I sindacati sembrano fiduciosi e si aspettano che il sottosegretario Davide Faraone si impegni anche questa volta a trovare un punto di mediazione fra le inevitabili rigidità della legge 107 e la richiesta sindacale di utilizzare le graduatorie per la chiamata dei docenti dagli albi territoriali.
C’è anche chi pensa che – dopo il non brillante risultato elettorale – Renzi e i suoi fedelissimi (Faraone è uno di questi) debbano cercare di correre ai ripari e tentare in ogni modo di recupare terreno quando gli elettori torneranno a votare, fra una decina di giorni.
Il ragionamento non appare però molto solido per un semplice motivo: chi – al primo turno – ha fatto mancare il proprio voto al PD non si farà certamente convincere a cambiare posizione solo perchè nel frattempo il Governo si mostra più disponibile a trattare con i sindacati. Soprattutto coloro che hanno deciso di votare per il M5S non torneranno sui propri passi per una sequenza contrattuale favorevole ai sindacati.
La sensazione è che ormai i giochi siano fatti, e questo Faraone lo sa benissimo e difficilmente mercanteggierà in sede di confronto politico con Cgil, Cisl, Uil e Snals dal momento che neppure un’ampia concessione sulla chiamata diretta potrebbe influenzare il voto in modo significativo.

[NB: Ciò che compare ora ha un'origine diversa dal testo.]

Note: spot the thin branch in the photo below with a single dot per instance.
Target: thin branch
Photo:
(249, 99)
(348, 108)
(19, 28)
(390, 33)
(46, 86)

Ma c’è una possibilità che finora non è stata presa in considerazione e che non va esclusa a priori: e se Faraone annunciasse il proprio impegno a rivedere la questione degli albi territoriali e della chiamata diretta con un emendamento da inserire nella prossima legge di stabilità?  Si tratta di una pura congettura e bisogna aspettare qualche giorno per conoscerne la fondatezza.